Vision 2015 Conference: Videos and Breakout Summaries
Want more follow-up on the Vision 2015: Race to Deliver conference? A write-up and videos are available from UD here. Also, below are summaries of the breakout discussions. If you are interested in the School Turnaround session, more will be coming later this week.
Panelists participating in the session on STEM (Science, Technology, Math, Engineering, and Math) agreed on two main points. First, teachers benefit from spending time together, sharing ideas, and combined experience to streamline and improve the teaching process; and second, that while getting students to like math and science is easy enough or at least not impossible, the challenge is in getting those same students to make learning a lifelong choice and choose a profession in teaching STEM subjects. As one panelist commented, “Putting a basketball player on a math or science poster isn’t going to work.”

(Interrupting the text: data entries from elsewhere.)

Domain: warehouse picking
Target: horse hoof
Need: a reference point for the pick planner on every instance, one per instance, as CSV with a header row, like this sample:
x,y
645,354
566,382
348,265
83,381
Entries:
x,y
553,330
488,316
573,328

Participants in the session on Teacher Effectiveness and Evaluation: Incentives, Measures, and Supports discussed the current national and state landscape surrounding teacher effectiveness. First, conversations centered on Delaware’s utilization of student achievement data to determine teacher effectiveness and the incredibly important work of the various teacher working groups, particularly in non-tested subjects, to properly align student expectations with assessments in order to properly inform effectiveness determinations. Next, participants discussed the importance of incentives and how our current system–which principally rewards years of experience and attainment of graduate credits–is not adequately aligned with what we now know around teacher effectiveness. Finally, the participants discussed how Delaware is committed to providing new incentives through Race to the Top to teachers who work in high-needs schools, as well as opportunities through newly created career pathways for highly effective teachers.
The session, Leadership Effectiveness and Evaluation, raised some big questions. The first centered on the role of school leaders. Should they be instructional leaders, should they be operational leaders, or both? The key takeaway is that both roles need to be filled, but the right way to fill them may be different depending on the needs of the school, and the only way to fill both roles is to make sure that leadership isn’t just the duty of one person, but of the whole school team. Participants also talked about where leadership talent is going to come from, especially for our toughest schools. Training programs are doing their part, but the skills our next generation of leaders will need will only come when we have more authentic leadership induction and mentoring programs, and when we give leaders the support they need to grow and be successful. Finally participants discussed the challenges leaders are going to face in implementing the new teacher evaluation system next year. Development coaches will help them understand the process, but for them to trust and be trusted, they are going to need more than just good data. Communications and buy-in from all educators is going to be key to this success. Overall, looks like there is still a lot of work to do in defining roles, developing, and preparing strong leaders for all of Delaware’s schools.
The Role of School Board Members in School Transformation
The work that school districts and charter schools must undertake to deliver their Race to the Top commitments is large, complex, and systems-based. And it will require the support of governing boards, whether publicly-elected district board members or formally appointed charter school board members. Either way, participants suggested that the most important roles for board members are to hire great talent, provide policy guidance, and “fly cover and run interference” for district superintendents and charter leaders as they make decisions about budgets, personnel, accountability, service providers and employee contracts, and academic goals. Participants also noted that “everyone lives in a school district” so that this may be one of the most direct ways in which parents can get involved meaningfully in school reform.